Secondly, calculation of distances between texts are required. For that we firstly have to convert the texts to sets of embedding vectors.
We do that in '2_embed_abstracts.py' using the sentence-transformers package, refer to each text as a set of sentence embeddings, and calculate 'energy distance' between two texts (two sets of vectors) in 'calc_energy.py'.
In order to successfully estimate the distance between two texts, we filter sentences that interrupt the procedure (in our case, we prefer to filter out the most common sentences, as well as the rarest sentences). We do that by combining all of the sentences' embeddings in the dataset into one list, order the items according to their frequencies, and filtering least_cutoff_percentage embeddings from the least common sentences. Similarly, we filter most_cutoff_percentage embeddings from the most common sentences. Both cutoff parameters are optimized for each dataset given.
After filtering out the irrelevant embeddings, we compute the distances between each pair of texts using 'energy distance':
def compute_energy_distance_matrix(ds_name, least_cutoff_percentage, most_cutoff_percentage):
Where:
ds_name: The name of the dataset.least_cutoff_percentage: The percentage of data to filter among rare sentences.most_cutoff_percentage: The percentage of data to filter among frequent sentences. We then calculate the energy distance between each pair of embeddings using the usingdcorpackage.

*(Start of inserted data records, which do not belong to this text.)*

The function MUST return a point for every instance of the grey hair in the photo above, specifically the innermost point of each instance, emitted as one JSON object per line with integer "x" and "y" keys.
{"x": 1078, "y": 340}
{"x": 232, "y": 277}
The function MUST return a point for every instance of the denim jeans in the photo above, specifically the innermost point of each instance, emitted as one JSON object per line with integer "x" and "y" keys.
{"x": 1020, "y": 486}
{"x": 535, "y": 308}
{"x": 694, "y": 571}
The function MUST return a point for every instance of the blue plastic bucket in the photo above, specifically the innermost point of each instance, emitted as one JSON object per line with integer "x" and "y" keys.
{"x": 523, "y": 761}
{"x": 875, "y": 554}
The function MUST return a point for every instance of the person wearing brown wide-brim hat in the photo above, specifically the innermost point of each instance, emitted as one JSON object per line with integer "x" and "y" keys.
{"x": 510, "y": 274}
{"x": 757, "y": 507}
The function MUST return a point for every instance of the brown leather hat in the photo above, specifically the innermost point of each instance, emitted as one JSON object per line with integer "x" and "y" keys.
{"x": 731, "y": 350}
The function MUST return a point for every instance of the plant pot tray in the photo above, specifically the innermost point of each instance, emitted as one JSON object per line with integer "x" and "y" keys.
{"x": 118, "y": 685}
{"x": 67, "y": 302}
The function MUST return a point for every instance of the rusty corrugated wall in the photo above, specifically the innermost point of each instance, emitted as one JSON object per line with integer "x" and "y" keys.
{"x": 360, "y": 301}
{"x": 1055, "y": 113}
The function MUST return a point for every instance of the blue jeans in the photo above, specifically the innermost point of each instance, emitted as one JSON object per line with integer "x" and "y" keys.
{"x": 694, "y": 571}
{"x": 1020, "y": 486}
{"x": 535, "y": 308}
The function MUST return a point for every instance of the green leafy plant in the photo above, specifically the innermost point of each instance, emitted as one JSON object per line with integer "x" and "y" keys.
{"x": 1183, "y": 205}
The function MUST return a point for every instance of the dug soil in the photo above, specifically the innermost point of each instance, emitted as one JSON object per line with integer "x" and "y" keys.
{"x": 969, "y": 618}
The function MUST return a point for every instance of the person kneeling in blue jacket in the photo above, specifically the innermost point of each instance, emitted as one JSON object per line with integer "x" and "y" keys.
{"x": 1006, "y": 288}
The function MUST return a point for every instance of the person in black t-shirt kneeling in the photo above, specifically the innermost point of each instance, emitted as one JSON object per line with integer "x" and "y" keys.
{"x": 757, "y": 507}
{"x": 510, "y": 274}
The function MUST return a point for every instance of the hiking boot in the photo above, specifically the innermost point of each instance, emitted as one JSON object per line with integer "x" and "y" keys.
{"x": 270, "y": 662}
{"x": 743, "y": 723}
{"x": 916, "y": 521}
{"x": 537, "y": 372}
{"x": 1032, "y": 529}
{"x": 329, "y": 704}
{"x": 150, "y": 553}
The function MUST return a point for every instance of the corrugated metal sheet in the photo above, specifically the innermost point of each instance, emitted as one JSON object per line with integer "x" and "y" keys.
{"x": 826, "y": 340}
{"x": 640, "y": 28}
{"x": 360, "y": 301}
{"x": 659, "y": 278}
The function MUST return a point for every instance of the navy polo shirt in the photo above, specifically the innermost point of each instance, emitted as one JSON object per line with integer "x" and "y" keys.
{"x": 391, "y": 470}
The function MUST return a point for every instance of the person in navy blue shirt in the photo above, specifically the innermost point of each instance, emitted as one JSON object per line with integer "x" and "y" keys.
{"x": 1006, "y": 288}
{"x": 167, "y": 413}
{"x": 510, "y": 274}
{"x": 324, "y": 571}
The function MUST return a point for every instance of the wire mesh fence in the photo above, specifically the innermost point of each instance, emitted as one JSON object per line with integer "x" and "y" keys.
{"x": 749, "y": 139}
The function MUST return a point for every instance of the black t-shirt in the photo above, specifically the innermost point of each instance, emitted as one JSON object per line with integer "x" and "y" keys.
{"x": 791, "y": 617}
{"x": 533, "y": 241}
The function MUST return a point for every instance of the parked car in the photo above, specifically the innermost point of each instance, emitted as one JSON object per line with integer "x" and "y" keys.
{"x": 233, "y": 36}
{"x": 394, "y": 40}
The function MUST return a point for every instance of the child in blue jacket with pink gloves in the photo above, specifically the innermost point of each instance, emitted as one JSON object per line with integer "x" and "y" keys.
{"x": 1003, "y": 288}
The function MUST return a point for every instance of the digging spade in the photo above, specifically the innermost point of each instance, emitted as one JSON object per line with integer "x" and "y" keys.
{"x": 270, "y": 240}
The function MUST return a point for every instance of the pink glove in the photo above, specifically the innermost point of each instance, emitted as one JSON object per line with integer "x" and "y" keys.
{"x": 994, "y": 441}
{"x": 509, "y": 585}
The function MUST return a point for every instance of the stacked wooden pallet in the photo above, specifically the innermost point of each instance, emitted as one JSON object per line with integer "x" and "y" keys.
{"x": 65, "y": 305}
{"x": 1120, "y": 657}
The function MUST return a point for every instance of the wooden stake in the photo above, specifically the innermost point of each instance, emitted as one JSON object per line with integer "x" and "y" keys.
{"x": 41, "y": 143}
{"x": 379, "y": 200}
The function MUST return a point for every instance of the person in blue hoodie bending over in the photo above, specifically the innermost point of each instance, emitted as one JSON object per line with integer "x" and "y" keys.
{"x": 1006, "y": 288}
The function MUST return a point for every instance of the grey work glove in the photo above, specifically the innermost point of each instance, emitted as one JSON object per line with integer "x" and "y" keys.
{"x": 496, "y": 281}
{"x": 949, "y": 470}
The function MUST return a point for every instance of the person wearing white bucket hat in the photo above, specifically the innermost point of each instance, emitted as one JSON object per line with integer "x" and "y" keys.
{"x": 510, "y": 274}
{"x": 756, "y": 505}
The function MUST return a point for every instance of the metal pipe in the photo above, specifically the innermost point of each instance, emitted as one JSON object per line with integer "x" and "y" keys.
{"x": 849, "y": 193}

Returns: The energy distance matrix for the matched embedding.
You can then run the graph creating part of our pipeline in 'functions.py':
def make_graph(name, **kwargs):
Where:
name: The name of the dataset.**kwargs: A dictionary of values to manually configure the graph creation. Here is an example dictionary:
graph_kwargs = {
'size': 2000,
'color': '#1f78b4',
'K': 5,
}
where:
k: The number of neighbors to account for in the distance based edges.color: The default vertex color (needed in order to plot the final vertex partition).size: The default vertex size (needed in order to plot the final vertex partition).
Returns: Processed graph (networkx.Graph object)
Clustering
After processing/creating the graph of texts (and keywords), we cluster the graph using the Louvain method with the implementation embedded in the networkx module.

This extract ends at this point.